Como pode ser o tempo da plenitude este que coloca diante dos nossos olhos
multidões de homens, mulheres e crianças que fogem da guerra, da fome, da
perseguição, dispostos a arriscar a vida para verem respeitados os seus
direitos fundamentais? Um rio de miséria, alimentado pelo pecado, parece
contradizer a plenitude do tempo realizada por Cristo. Lembrai-vos, queridos pueri
cantores, que esta era precisamente a terceira pergunta que me fizestes ontem?
Como se explica? Até as crianças se dão conta disto!
Contudo este rio
alagador nada pode contra o oceano de misericórdia que inunda o nosso
mundo. Todos nós somos chamados a mergulhar neste oceano, a deixarmo-nos
regenerar, para vencer a indiferença que impede a solidariedade e sair da falsa
neutralidade que dificulta a partilha.
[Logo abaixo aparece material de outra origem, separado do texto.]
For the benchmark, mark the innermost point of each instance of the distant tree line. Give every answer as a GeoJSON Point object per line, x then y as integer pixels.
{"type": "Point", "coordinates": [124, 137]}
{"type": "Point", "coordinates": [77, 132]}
A graça de Cristo, que realiza a
expectativa da salvação, impele a tornar-nos seus cooperadores na construção
dum mundo mais justo e fraterno, onde cada pessoa e cada criatura possam viver
em paz, na harmonia da criação primordial de Deus.
No início dum
novo ano, a Igreja faz-nos contemplar, como ícone de paz, a maternidade divina
de Maria. A antiga promessa realiza-se na sua pessoa, que acreditou nas
palavras do Anjo, concebeu o Filho, tornou-Se Mãe do Senhor. Através d’Ela, por
meio do seu «sim», chegou a plenitude do tempo. O Evangelho, que escutamos, diz
que a Virgem «conservava todas estas coisas, ponderando-as no seu coração» (Lc 2,
19). Aparece-nos como vaso sempre cheio da memória de Jesus, Sede da Sabedoria,
onde recorrer para termos a interpretação coerente do seu ensinamento. Hoje
dá-nos a possibilidade de individuar o sentido dos acontecimentos que nos tocam
pessoalmente a nós, às nossas famílias, aos nossos países e ao mundo inteiro.
Aonde não pode chegar a razão dos filósofos, nem as negociações da política,
consegue fazê-lo a força da fé que a graça do Evangelho de Cristo nos traz e
que pode abrir sempre novos caminhos à razão e às negociações.
Feliz sois Vós,
ó Maria, por terdes dado ao mundo o Filho de Deus; mas mais feliz ainda sois
porque acreditastes n’Ele. Cheia de fé, concebestes Jesus, primeiro no coração
e depois no seio, para Vos tornardes Mãe de todos os crentes (cf. Santo
Agostinho, Sermo 215, 4). Mãe, lançai sobre nós a vossa bênção neste
dia que Vos é consagrado; mostrai-nos o rosto do vosso Filho Jesus, que dá ao
mundo inteiro misericórdia e paz. Amem.